Modelling period by article number in the reference list (points indicate years of publication)

Model type

We divide the demographic models in the included studies into three types: (i) disease models that use demographic population prospects as an external input (EPMs: external population models), (ii) cohort-component-based models that use cohort-component projections to model demographic change (CCBMs) and (iii) individual-based models that model demographic events at the level of individual life courses (IBMs).

First, EPMs draw the annual population composition from an external source and use it as an input for the disease transmission model instead of modelling the demographic processes explicitly. Given assumptions for the different components of demographic change, statistical agencies often generate projection sets that provide annual information on population composition, typically by age and sex. In this approach, the population composition is allowed to vary over time, but population dynamics cannot be attributed to changes in fertility, mortality or migration separately, because only the resulting population composition is used.

Second, in CCBMs, the population is divided into subgroups to which group-specific rates for fertility and mortality are applied in each projection step to work out population change over time. In most cases, CCBMs do not consider household or family dynamics. Depending on the assumptions made, emigrants and immigrants are subtracted and added, respectively, by age and sex [15]. As is the case for the EPMs discussed earlier, CCBMs are typically integrated into a compartmental disease transmission model by adding the demographic sub-groups (e.g. age groups) to each compartment. As a result, both disease transmission and population dynamics are modelled at the population level.

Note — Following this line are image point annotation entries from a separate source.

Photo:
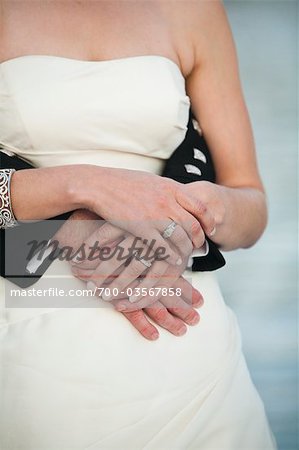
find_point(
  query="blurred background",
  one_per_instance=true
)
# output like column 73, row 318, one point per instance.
column 259, row 284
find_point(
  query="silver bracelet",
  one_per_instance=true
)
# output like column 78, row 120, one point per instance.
column 7, row 218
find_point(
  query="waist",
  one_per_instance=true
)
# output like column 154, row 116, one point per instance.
column 104, row 158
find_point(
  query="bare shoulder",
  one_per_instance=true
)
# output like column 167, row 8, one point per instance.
column 197, row 26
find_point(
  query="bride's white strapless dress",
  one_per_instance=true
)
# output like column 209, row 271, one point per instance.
column 82, row 377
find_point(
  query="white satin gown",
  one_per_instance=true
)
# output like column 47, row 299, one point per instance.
column 80, row 376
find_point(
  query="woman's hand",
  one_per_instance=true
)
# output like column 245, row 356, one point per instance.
column 173, row 315
column 144, row 204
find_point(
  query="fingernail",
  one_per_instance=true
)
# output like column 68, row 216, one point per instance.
column 213, row 231
column 106, row 297
column 154, row 335
column 91, row 286
column 77, row 259
column 181, row 331
column 120, row 307
column 194, row 320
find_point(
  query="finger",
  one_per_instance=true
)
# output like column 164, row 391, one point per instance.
column 97, row 246
column 139, row 321
column 151, row 277
column 199, row 210
column 161, row 316
column 161, row 250
column 179, row 238
column 190, row 295
column 179, row 308
column 191, row 226
column 129, row 274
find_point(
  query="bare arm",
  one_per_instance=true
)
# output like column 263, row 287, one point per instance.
column 238, row 201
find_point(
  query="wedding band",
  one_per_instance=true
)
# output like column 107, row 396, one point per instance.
column 143, row 261
column 167, row 233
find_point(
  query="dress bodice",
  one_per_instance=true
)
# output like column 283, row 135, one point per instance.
column 128, row 112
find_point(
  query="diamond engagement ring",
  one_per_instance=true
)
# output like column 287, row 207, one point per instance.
column 145, row 262
column 167, row 233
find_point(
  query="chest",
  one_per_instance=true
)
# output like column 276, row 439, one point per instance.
column 92, row 30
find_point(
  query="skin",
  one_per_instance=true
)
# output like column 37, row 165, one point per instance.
column 196, row 36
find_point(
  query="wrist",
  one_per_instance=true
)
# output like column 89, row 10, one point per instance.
column 84, row 186
column 214, row 196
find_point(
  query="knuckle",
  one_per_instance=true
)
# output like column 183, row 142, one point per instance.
column 161, row 315
column 162, row 200
column 195, row 227
column 135, row 316
column 135, row 268
column 201, row 207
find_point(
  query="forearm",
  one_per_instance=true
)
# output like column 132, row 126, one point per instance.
column 38, row 194
column 241, row 214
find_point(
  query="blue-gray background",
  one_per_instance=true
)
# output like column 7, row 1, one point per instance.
column 260, row 283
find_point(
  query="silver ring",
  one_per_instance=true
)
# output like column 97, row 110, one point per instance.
column 167, row 233
column 145, row 262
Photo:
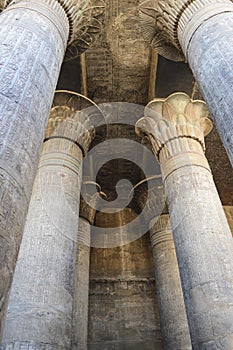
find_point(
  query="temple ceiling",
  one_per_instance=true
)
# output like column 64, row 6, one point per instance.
column 121, row 67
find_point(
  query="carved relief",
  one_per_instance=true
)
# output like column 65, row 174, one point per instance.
column 175, row 124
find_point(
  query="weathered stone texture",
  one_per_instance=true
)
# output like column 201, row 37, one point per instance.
column 31, row 53
column 123, row 308
column 229, row 215
column 173, row 318
column 204, row 251
column 210, row 56
column 81, row 287
column 118, row 63
column 40, row 306
column 201, row 233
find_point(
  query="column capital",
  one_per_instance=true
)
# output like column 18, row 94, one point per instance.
column 85, row 21
column 71, row 120
column 164, row 23
column 176, row 125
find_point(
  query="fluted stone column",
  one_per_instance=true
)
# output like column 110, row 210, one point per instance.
column 202, row 30
column 173, row 318
column 33, row 40
column 229, row 215
column 81, row 287
column 202, row 236
column 40, row 307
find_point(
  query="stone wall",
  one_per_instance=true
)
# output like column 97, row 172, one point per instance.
column 123, row 310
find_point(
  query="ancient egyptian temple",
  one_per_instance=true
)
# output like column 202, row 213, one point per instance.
column 116, row 181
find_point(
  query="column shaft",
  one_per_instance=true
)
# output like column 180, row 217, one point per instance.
column 173, row 318
column 40, row 307
column 202, row 236
column 202, row 29
column 81, row 289
column 204, row 251
column 32, row 44
column 209, row 50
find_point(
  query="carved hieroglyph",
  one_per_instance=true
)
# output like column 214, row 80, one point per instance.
column 41, row 299
column 203, row 240
column 33, row 40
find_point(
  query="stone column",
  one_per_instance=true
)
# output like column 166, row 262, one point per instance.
column 202, row 30
column 33, row 40
column 173, row 318
column 202, row 236
column 81, row 287
column 40, row 307
column 229, row 215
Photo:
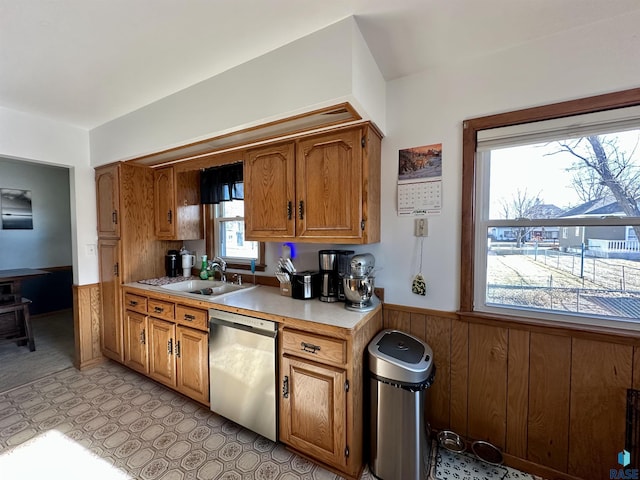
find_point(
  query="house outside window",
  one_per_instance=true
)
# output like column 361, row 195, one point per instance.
column 230, row 244
column 558, row 196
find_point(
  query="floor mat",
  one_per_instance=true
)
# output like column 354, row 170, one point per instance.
column 466, row 466
column 463, row 466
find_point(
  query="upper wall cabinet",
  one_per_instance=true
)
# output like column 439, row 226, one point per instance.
column 107, row 198
column 316, row 189
column 177, row 210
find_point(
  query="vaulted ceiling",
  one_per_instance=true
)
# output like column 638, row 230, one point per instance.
column 85, row 62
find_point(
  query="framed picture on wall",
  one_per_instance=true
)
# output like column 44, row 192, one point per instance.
column 16, row 209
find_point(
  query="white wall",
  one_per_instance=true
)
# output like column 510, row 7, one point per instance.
column 48, row 243
column 40, row 140
column 312, row 72
column 430, row 107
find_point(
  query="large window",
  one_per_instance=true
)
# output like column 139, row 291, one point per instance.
column 229, row 233
column 551, row 215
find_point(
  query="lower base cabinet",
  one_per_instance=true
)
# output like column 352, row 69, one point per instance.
column 314, row 410
column 173, row 354
column 322, row 378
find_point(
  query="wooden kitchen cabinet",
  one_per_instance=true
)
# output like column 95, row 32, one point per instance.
column 269, row 186
column 193, row 363
column 177, row 209
column 108, row 200
column 318, row 188
column 313, row 410
column 322, row 375
column 109, row 254
column 127, row 249
column 136, row 352
column 169, row 342
column 162, row 362
column 179, row 358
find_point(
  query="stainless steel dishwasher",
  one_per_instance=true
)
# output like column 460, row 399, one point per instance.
column 242, row 370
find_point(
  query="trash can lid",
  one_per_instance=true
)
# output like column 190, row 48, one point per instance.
column 403, row 347
column 397, row 356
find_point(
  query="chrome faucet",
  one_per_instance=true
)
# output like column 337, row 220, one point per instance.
column 221, row 265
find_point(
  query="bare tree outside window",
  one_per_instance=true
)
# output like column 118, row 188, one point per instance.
column 603, row 167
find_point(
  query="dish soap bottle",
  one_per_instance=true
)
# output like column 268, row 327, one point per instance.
column 204, row 274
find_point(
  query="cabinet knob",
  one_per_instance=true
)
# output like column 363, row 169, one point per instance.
column 309, row 347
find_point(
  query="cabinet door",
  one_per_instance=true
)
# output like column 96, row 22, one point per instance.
column 329, row 186
column 269, row 183
column 110, row 303
column 164, row 199
column 107, row 200
column 313, row 411
column 192, row 352
column 135, row 341
column 162, row 362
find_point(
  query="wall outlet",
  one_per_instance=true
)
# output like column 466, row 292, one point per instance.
column 421, row 227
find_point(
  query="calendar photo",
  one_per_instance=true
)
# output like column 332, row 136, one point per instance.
column 420, row 181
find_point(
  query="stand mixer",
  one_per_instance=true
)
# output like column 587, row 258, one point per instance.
column 358, row 283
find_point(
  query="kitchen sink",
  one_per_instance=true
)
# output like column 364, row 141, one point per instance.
column 205, row 287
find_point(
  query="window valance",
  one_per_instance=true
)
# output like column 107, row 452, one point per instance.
column 221, row 184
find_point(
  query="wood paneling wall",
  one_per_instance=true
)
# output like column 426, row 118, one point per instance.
column 553, row 399
column 86, row 324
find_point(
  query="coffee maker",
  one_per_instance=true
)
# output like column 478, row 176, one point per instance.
column 333, row 264
column 171, row 263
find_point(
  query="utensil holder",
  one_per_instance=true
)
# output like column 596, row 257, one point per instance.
column 285, row 289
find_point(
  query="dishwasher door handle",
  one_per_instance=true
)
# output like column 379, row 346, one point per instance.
column 240, row 326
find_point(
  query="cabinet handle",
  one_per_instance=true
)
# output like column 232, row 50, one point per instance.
column 309, row 347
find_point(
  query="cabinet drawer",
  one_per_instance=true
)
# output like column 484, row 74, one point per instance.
column 192, row 317
column 137, row 303
column 161, row 309
column 314, row 347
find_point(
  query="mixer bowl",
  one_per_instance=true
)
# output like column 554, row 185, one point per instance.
column 358, row 290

Third, in IBMs, the unit of analysis is the individual. In IBMs, all individuals are assigned a set of attributes (e.g. age, sex, marital status) and are in every time interval subject to covariate-specific risks of demographic events, such as union formation or dissolution, fertility, mortality and migration [19]. However, the number of covariates included in each demographic process varies substantially between the included IBM studies. Given the predicted probabilities, a random number generator is used to determine whether an individual experiences the event and the individual’s attributes are updated accordingly [20]. This makes it possible to track the life course of each individual. In order to simulate disease spread in a demographic IBM, a disease state is added to the individual attributes. Moreover, interactions between individuals as well as subgroups (e.g. households, schools) and network structures (e.g. mobility networks) can be included when relevant for disease transmission [1], which was done in several studies.

In 14 studies, existing population prospects were used as external input in the disease model (see Fig. 3). CCBMs and IBMs were applied in 24 and 7 studies, respectively, while one study applied both approaches. This implies that the majority of the included studies use population-level models, but fertility, mortality, and in some cases also migration, were in most cases modelled explicitly.

Fig. 3
figure 3

Branching diagram of model type, demographic processes and covariates with article number in brackets (S.: Spectrum software, 4Flu: 4Flu model)

Starting population

Most studies based the starting population on the observed population composition in the first year of the modelling period or on a population sample. In 18 studies, however, the starting population was generated by simulating demographic events and disease transmission in an initial population using a set of demographic rates for a defined period of time (see Additional file 1: Tables S2–S3 for more detail). In this way, an epidemiological equilibrium can be obtained in the starting population, while respecting any specified demographic constraints (e.g. demographic generation intervals, birth intervals). In most of these studies, the fertility and mortality rates remained constant in the initialisation period, which eventually leads to a stable population. The relative age distribution of a stable population is not influenced by the initial age distribution, but is entirely determined by the fertility and mortality rates assumed [15]. Consequently, the age composition in the initial non-stable population and the resulting stable starting population may differ considerably. Some studies compensated for this by adjusting the demographic rates used to generate the starting population. Household membership was included in the starting populations of the eight models incorporating households. Individual-level data on household position and composition were lacking in most studies and marginal distributions of household size and age compositions were applied instead. Different algorithms and constraints were applied to obtain somewhat realistic age differences between household members in the starting population. In several studies, household members were assigned different positions (e.g. adult in a union, single adult, child) based on data or defined rules.

Demographic processes

The 32 studies using IBMs and CCBMs included at least dynamic trends for fertility and mortality. In most of these studies, covariates were included in the fertility and mortality processes (e.g. age and sex), as seen in Fig. 3 and further described below. Migration was included in 22 studies and households were only incorporated in eight models. Finally, demographic sensitivity analyses were performed in nine models. In some EPMs [21,22,23,24], it was assumed that the number of births in a given year equals the size of the youngest age group, while a decrease or increase over time in all other age groups was ascribed to mortality and immigration, respectively. These details are not included in Fig. 3 because the changing size of an age group cannot be ascribed to one demographic process alone. The external population prospects typically result from a set of assumptions for fertility, mortality and migration, but since these are not modelled explicitly in the infectious disease model, EPMs are not considered in the further discussion of the demographic processes. The subgroups by which the population in an EPM is decomposed are described in Fig. 3 instead.

Fertility

In order to model past fertility patterns, the large majority of models used observed fertility rates, probabilities or birth numbers, as shown in Additional file 1: Fig. S1 and Table S4, which in most cases were obtained from official statistical agencies. In case annual estimates of vital statistics were not available, interpolation, averages over multiple years or step-wise functions were used. Only three models applied a scenario-based approach with an assumed trend.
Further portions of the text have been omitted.